Beat the egg and brush it over the wrapped pastry. Sprinkle sugar on top if desired.

Step 3: Bake the Pastry

Bake:

Place the molds on the prepared baking sheet and bake for about 15-20 minutes, or until the pastry is golden brown and puffed.

Cool:

Remove from the oven and let them cool for a few minutes. Carefully remove the molds while the pastry is still warm to avoid sticking. Allow the pastry shells to cool completely on a wire rack.

Step 4: Make the Chocolate Cream Filling

Whip the Cream:

In a mixing bowl, whip the heavy cream until it starts to thicken.

Add Sugar:

Gradually add the powdered sugar while continuing to whip until soft peaks form.

Incorporate Ganache:

Gently fold in the cooled chocolate ganache and vanilla extract until fully combined. If desired, add a pinch of salt to enhance the flavor.
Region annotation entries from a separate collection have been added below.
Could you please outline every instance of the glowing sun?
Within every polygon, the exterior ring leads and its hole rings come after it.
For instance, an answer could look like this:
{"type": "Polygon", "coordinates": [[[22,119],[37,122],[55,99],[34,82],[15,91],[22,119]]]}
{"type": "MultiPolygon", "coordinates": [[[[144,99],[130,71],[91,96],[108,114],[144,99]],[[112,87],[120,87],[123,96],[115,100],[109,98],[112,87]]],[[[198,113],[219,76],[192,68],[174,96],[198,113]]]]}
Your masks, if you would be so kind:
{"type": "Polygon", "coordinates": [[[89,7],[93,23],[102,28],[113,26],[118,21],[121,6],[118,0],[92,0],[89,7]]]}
Step 5: Assemble the Horns

Fill the Horns:

Use a piping bag fitted with a star tip or simply a spoon to fill each pastry horn with the chocolate cream filling.

Garnish:

Optionally, you can drizzle additional melted chocolate over the filled horns or dust them with powdered sugar for presentation.

Step 6: Serve

Serve the chocolate cream horns chilled or at room temperature. They are best enjoyed the same day but can be stored in the refrigerator for a couple of days.

Tips

Make-Ahead: You can prepare the pastry and the filling separately and assemble them just before serving.

Variations: Experiment with different fillings, like vanilla cream, fruit preserves, or flavored whipped cream.

Storage: Store any leftovers in an airtight container in the fridge, but note that the pastry may lose its crispness over time.